During the Carnival you can see many poets on the squares reciting satirical rhymes to entertain the people. As in all Carnival celebrations, masks and papier-maché floats take over the town in colorful masquerade parades.
A good reason to go to Putignano Carnival? It’s in Apulia, which means the most amazing food in Italy!

Cento | Rio Carnival of Italy

The Carnival of Cento, a town near Ferrara in Emilia-Romagna region, has ancient origins as testified by a fresco painted in the 17th century by a Cento native artist, Gian Francesco Barbieri, known as Guercino. The painting shows a local mask during a party organized for the citizens on Shrove Tuesday by the town’s Magistrate. Nowadays the Carnival of Cento is an important folkloristic event for the city because it was twinned with the Carnival of Rio de Janeiro in 1993, which gave to the Cento Carnival a significant international fame. You can admire incredible float parades in the historic center, and fell the spirit of Carnival among music, masked dancing figures and the famous launch of inflatable from the floats to spectators. The Carnival runs for the five Sundays prior to Lent. On the last Sunday a ceremony is held for the best costumes.

Cento has a strategic location, between Florence and Venice, so my suggestion is to plan a trip to the Central-North Italy and spend one day to celebrate the Italian Carnival in this little town like a local.
carnival in Italy

Venice | The Most Famous Carnival of Italy

Last but not least…the star of Italian Carnivals! The first official recorded Carnival celebration in Venice dates to 1296, when the Senate of La Serenissima made the day before Lent a holiday of fun and entertainments. Masks are the central component of the Venetian Carnival, used in the past to temporarily erase any distinction of social class, gender or religion.
In the 1797 Venice fell under the Austrians so Carnival Celebrations were suspended due to their subversive nature.
The old traditions resumed in the 1970 with the opening of a modern mask shop. Since that moment events, parades and a special festive atmosphere dominate Venice in the weeks of Carnival celebrations, while masquerade balls take place in the elegant buildings of the city, recreating the atmospheres of times gone by. Millions of visitors from Italy and abroad go to Venice to attend this extraordinary event known all over the world.
One of the most spectacular events of the Venice Carnival is the “Flight of the Angel”, where a person suspended in the air, tied to a metal cable, descends from the top of St.
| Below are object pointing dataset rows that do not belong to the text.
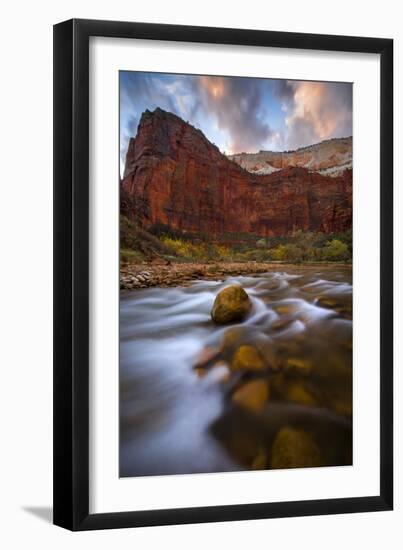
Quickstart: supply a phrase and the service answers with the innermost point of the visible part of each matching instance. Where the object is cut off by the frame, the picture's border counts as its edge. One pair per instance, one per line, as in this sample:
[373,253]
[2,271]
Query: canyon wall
[175,176]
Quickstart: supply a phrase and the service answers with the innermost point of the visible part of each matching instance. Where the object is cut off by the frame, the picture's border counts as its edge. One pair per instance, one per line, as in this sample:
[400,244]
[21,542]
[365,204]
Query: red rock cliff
[174,175]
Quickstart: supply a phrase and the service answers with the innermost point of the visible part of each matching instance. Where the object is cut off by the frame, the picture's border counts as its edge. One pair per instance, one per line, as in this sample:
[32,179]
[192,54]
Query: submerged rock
[247,358]
[294,449]
[232,304]
[252,396]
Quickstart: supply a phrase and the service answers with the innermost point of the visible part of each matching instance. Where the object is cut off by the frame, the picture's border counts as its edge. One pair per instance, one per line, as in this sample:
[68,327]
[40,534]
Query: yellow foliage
[197,251]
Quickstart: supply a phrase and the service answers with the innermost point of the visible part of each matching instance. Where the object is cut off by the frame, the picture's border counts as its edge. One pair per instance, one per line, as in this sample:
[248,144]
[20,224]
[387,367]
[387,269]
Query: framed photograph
[223,321]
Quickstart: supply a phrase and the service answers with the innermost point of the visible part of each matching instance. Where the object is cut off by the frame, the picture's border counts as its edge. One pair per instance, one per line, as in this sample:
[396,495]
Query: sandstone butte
[175,176]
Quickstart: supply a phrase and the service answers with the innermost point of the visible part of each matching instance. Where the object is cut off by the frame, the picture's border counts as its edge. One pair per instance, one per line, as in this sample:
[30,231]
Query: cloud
[240,114]
[237,105]
[315,111]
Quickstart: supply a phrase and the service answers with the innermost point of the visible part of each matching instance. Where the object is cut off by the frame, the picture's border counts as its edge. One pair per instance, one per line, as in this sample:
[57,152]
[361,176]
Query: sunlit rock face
[175,176]
[331,158]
Mark’s tower to the Doge’s Palace.

Events such as masked balls must be booked in advance.

If you want to celebrate a famous and memorable Carnival, head for Venice. I have to confess that I’ve never been to the Carnival of Venice.  This is the typical epic event of your country that local people avoid because they say “I have time..”. But I’ve never gone there because this huge event can be intensely crowded and hotels and restaurants use to be very expensive, more than the normal high prices of Venice. However, it is a unique experience you will not stop talking about.